The day-to-day pressures of being in the construction industry can affect a leader’s level of patience with regards to the processes that are needed to grow others into effective team members. Pressures to meet budgets and timelines can override the Law of Process. Team member attitudes can also take away from the desire to want to train and build others.
It is important to remember the Tay Bridge and realize the similarity between building leaders and building a construction project. Projects do not reach completion overnight. There is a process. And if you attempt to rush the process, the long-term effects on performance can be devastating.

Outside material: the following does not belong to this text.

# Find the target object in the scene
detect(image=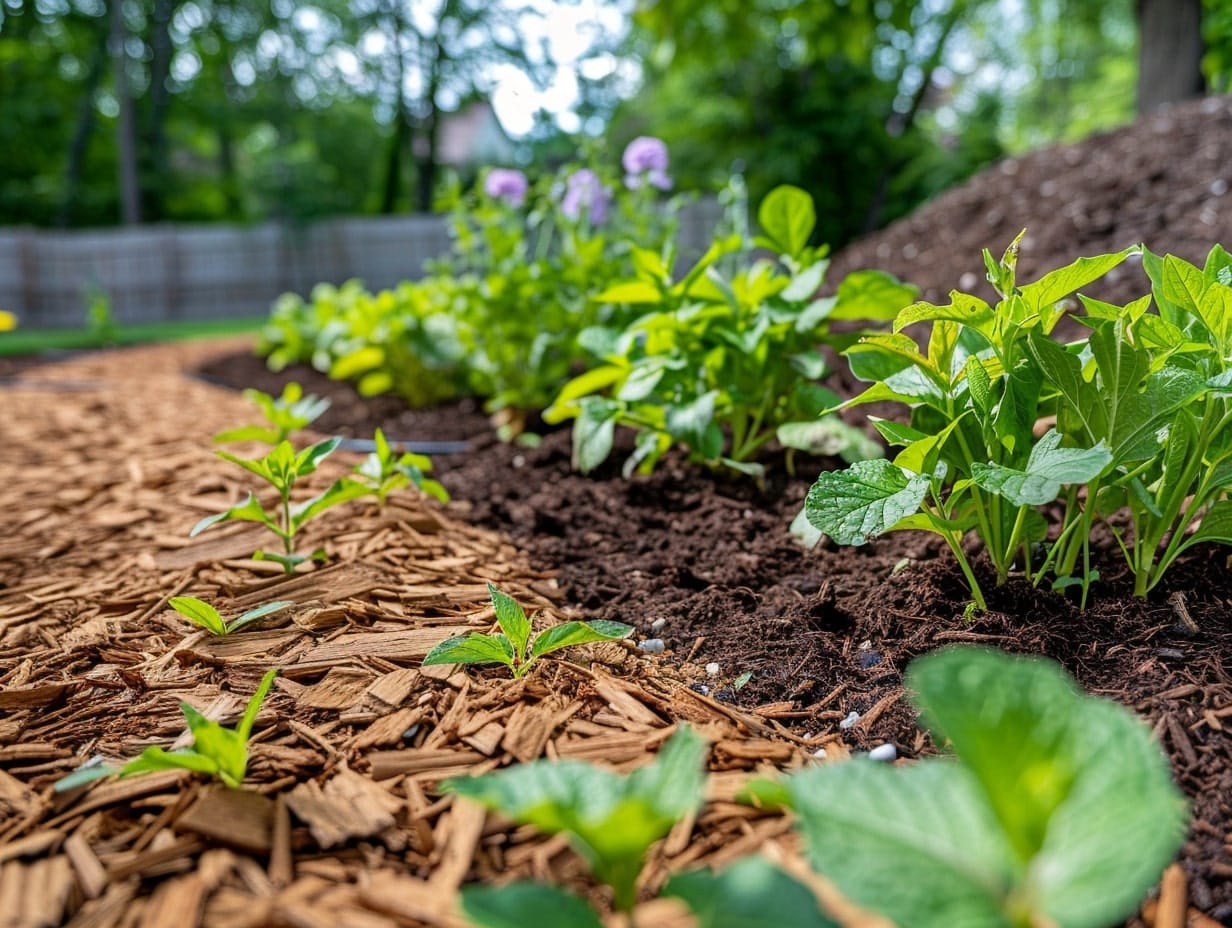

Allow time for leaders and team members to grow. Allow them to proceed through the process of becoming leaders and highly skilled craftsmen. You cannot rush the process any faster than you can do it effectively.
The opposite risk is true as well – being careful not to allow anyone on the journey to become arrested or trapped at any level. Sometimes through no fault of their own, individuals on the journey can get derailed. Make sure that they are continuing on their growth journey. Challenge them to grow past their current position.